4. Improve your vagal tone
Boosting the activity of the vagus nerve can also help your healing, says Dr. Melancon. She recommends spending time with friends and family, talking with a therapist, singing, humming, chanting, gargling, buzzing your lips, hugging, cuddling, laughing, and practicing deep, slow breathing. “All these behaviors stimulate the ventral branch of the vagus nerve in the parasympathetic nervous system,” she says. “You should feel at least some relief with any of these practicesl” But, just as physical exercise improves muscle tone slowly, these activities aren’t quick fixes. “The more you ‘exercise,’ the stronger your vagal tone will become,” she adds.
5. Take care of your mind, body, and heart
“Just because this person is gone doesn’t mean your needs are, and when you take care of yourself, your sex drive responds,” says Dr.
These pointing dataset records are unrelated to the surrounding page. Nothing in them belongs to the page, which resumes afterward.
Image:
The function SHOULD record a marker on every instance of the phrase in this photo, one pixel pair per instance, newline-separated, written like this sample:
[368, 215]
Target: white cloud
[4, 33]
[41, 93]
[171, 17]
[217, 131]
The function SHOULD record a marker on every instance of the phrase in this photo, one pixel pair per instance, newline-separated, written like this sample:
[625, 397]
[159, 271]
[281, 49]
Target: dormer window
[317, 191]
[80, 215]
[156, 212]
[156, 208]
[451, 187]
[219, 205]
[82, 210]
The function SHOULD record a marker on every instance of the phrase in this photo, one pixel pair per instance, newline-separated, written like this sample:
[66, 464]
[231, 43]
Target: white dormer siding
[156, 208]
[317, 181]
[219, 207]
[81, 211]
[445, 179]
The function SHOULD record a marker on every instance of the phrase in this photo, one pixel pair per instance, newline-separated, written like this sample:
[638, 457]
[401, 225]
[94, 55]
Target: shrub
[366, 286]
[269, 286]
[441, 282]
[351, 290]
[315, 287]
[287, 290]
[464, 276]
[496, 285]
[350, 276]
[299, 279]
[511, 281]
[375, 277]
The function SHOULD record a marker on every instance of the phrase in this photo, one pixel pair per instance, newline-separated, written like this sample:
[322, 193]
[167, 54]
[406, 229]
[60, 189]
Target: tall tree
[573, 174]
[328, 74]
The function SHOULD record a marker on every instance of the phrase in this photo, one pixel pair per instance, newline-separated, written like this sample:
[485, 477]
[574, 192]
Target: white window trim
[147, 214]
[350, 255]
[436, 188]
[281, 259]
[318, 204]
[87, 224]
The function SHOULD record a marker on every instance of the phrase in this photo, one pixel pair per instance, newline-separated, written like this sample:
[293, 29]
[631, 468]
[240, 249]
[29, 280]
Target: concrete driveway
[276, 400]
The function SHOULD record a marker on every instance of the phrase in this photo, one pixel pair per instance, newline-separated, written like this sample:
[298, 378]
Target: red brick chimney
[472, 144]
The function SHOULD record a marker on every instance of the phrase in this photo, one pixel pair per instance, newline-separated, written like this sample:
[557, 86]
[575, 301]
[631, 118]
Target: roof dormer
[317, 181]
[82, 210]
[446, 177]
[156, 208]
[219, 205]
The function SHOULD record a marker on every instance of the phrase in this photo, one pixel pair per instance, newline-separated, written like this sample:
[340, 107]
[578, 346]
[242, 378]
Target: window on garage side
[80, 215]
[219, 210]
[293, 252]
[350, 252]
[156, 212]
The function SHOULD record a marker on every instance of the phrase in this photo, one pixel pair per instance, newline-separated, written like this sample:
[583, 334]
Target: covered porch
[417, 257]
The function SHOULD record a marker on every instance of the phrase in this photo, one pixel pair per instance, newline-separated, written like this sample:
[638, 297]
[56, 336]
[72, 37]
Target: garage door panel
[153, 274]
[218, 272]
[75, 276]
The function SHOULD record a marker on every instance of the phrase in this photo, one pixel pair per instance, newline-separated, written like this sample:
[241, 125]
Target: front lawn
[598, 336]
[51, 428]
Melancon. “Whatever emotional needs were previously being met by your ex, try to find another source.”
She adds that exercising and eating healthfully will help to stimulate blood flow and levels of nitric oxide, which is key for the physiological process of arousal. The sooner you take care of yourself—physically and mentally—the more quickly your lost sex drive after a breakup will make its grand return.